My mother is a retired teacher and visits a couple of schools local to her every so often to do storytelling with the younger classes.
When DD moved to the toddler room in creche, mum rang the owner and arranged to go there every so often to tell stories in DD's room. It happens every few weeks and the staff and kids love it.
I suspect that when DD starts school, mum will do the same thing again there.
Would it be terrible of me to ask her not to? I want DH and I to have a chance to form our own relationship with the school, without knowing that my mother is in and out of the staffroom.

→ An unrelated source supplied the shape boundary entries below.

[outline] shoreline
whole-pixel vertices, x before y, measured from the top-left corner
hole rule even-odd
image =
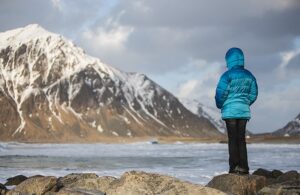
[[[195,137],[103,137],[100,140],[48,140],[48,141],[26,141],[26,140],[0,140],[2,143],[24,143],[24,144],[131,144],[139,142],[158,143],[158,144],[178,144],[178,143],[220,143],[227,144],[227,138],[195,138]],[[272,135],[253,135],[246,139],[247,144],[300,144],[300,136],[272,136]]]
[[[131,170],[119,177],[98,176],[96,173],[70,173],[62,177],[16,175],[0,184],[0,194],[298,194],[300,173],[295,170],[282,172],[259,168],[251,174],[220,174],[206,185],[177,177]]]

We've always had a very difficult relationship; I suspect her of being a narcissist and in all honesty, intensely dislike the way she behaves sometimes. DH and I don't have great social skills and will find it hard to deal with the school in any case, without the potential embarrassment she could cause (as an example, she lied to NICU staff when DS was in there for a month and connived her way into having unlimited visiting for herself and my dad, which was against the ward rules and especially mortifying as the place was massively overcrowded at the time so there was bloody good reason to try and limit visitors).
Also, I hate the fact that she never tells me when she's been to the creche, even though I'd love to get a fly-on-the-wall perspective on what DD's like up there. But if we mention anything the creche staff have said about DD, she'll say yes, she knows about that, she saw her do this or that, or knows who her friends are, or whatever. There's always the feeling of games being played - she likes the power of knowing things we don't.
AIBU to just want to be left in peace to deal with our kids' school without her?